In this regular column, North Shore News reporter Mina Kerr-Lazenby shares the ups and downs of moving to Metro Vancouver, and all it entails.
Public washrooms are a scary place for a Brit abroad. | Sandor Gyarmati/Delta Optimist

Something horrific happened to me recently.

There I was, sitting on the loo. I’m doing my business, minding my own business, when I glance upwards mid tinkle … only to be met with the startled and unwavering stare of a stranger.

I had been sitting in the presumed private space of a public restroom cubicle when I had inadvertently peeped through the gap between the door and the stall's wall at the same moment a woman, washing her hands at the sink in front, had glanced up into the mirror and locked eyes with my own. 

My stomach dropped (lucky I was on the toilet).

I recoiled and prayed for the ground to swallow me whole, at which point the earth split open and my porcelain throne and I descended to the depths of embarrassment hell where I would relive The Terribly Awkward Incident until the end of time.

Sure, this was a scene that had played out only in my own mind. But it could have happened. It really could have, and it’s a fear I’ve had ever since I moved to Canada last year.

A trip to any washroom that isn’t within the safe confines of your own home is already an uncomfortable experience, why do public stalls here make it so much more unnerving by having colossal gaps either side of the door? Under the door? Above the door?!

In the name of wholly serious journalism I decided to conduct some research. I furiously typed “North Vancouver toilet expert” into Google. A list of plumbing companies came up. Makes sense. I called a few.

“… sorry, what’s the question?” replied one nonplussed receptionist.

I said, Julie, why the big gaps? Moments in the lavatory that should be ones of quiet solitude are instead being thwarted by fears of having to swat away small children’s grubby fingers or, God forbid, having to gently boot one back into its own stall after it’s slithered along the floor into mine. 

As a relatively tall woman, when in stalls with walls exceptionally low from the ceiling I am forever terrified that I will wind up making eye contact with the neighbourino preparing to relieve themselves next door. What does one do in that situation? Laugh? Nod? Salute? I am living in a constant state of washroom induced fear, Julie!

“…Julie?” The receptionist was gone. Maybe she needed to use the little girls room.  

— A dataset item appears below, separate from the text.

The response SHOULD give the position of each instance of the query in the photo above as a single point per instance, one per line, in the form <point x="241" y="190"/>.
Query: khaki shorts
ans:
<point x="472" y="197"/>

After a number of similarly awkward calls I stumbled across one North Vancouver plumber who was so eager to talk on the subject I wasn’t sure whether to be elated or unnerved. His toilet spiel was like a United Nations speech. He didn’t want to be named. We’ll call him… John.

“Those dividers are built that way partially to show obvious occupancy,” – (a locked door clearly does not suffice) – “and partially for airflow.”

John says that those fully bricked-in, wonderfully private individual cubicles that he has seen in “high end restaurants and stuff” are great … until they aren’t.

When I press him further he says he isn’t sure “how to put it PC,” but what I took it to mean is that those airflow gaps are seriously vital to ensuring that no matter what absolute Oppenheimer is released in there, the space is still (relatively) usable for those who come after. Can't argue with that. 

Plus, he points out, it’s cheaper. Rather than building individual stalls it’s far more cost efficient for a company to order four-foot high slabs of “privacy screening,” pop them together like LEGO pieces and be done with it.

Smaller, cheaper stalls are easier to clean and maintain, John says, and thus a more appropriate option for a public bathroom that is only destined to be defaced by phallic marker pen sketchings and “your mum woz here” messages anyway.

For that reason alone, he adds, it should make sense that privacy is supposed to be compromised. The gaps provide enough visibility that whomever is indoors would be less tempted to scribble on public property, or take part in any other sort of sinful activity.

It also means that, should anyone fall prey to injury, accident or some Elvis-style demise, it shouldn’t take too long for someone to notice.

Me and John shoot the breeze for a while. We laugh about the social faux pas that have occurred from me referring to what you call a washroom a "toilet." (I'm British, "toilet" isn't just the toilet but the entire room. Everything and the bathroom sink, if you will.)

I question why there are so few public restrooms on motorways and whinge about how stressful that is for someone who drinks a lot of water and as a result spends an abnormal amount of time needing ‘to go.’ (He isn’t sure, but is sympathetic to my situation.)

He talks about the toilets he has experienced on his travels. He makes a few crude toilet humour jokes. I laugh. Then things turn a little solemn as he explains how using the toilet … just isn’t what it used to be.

“You know, at the end of the day, you’re in there to get it done. The days of, you know, the guy in there with the colognes and the towel and stuff, where it was a sort of leisurely half hour, they are gone.”

Using the washroom is “a job now” he says. You “go in there, get it done, and get out.” It is not, he says, “a health club anymore.” Whatever that means.

John’s departing words left me with two thoughts. Mainly, what in the hell sort of luxurious defecating experience had he once been accustomed to? But also, and I think this is what he was really trying to say, perhaps I should just get over my fear and embrace this new if not slightly uncomfortable facet of Canada living.

It is the way that it is. Get over it, go in there, get it done, and get out. Or something like that.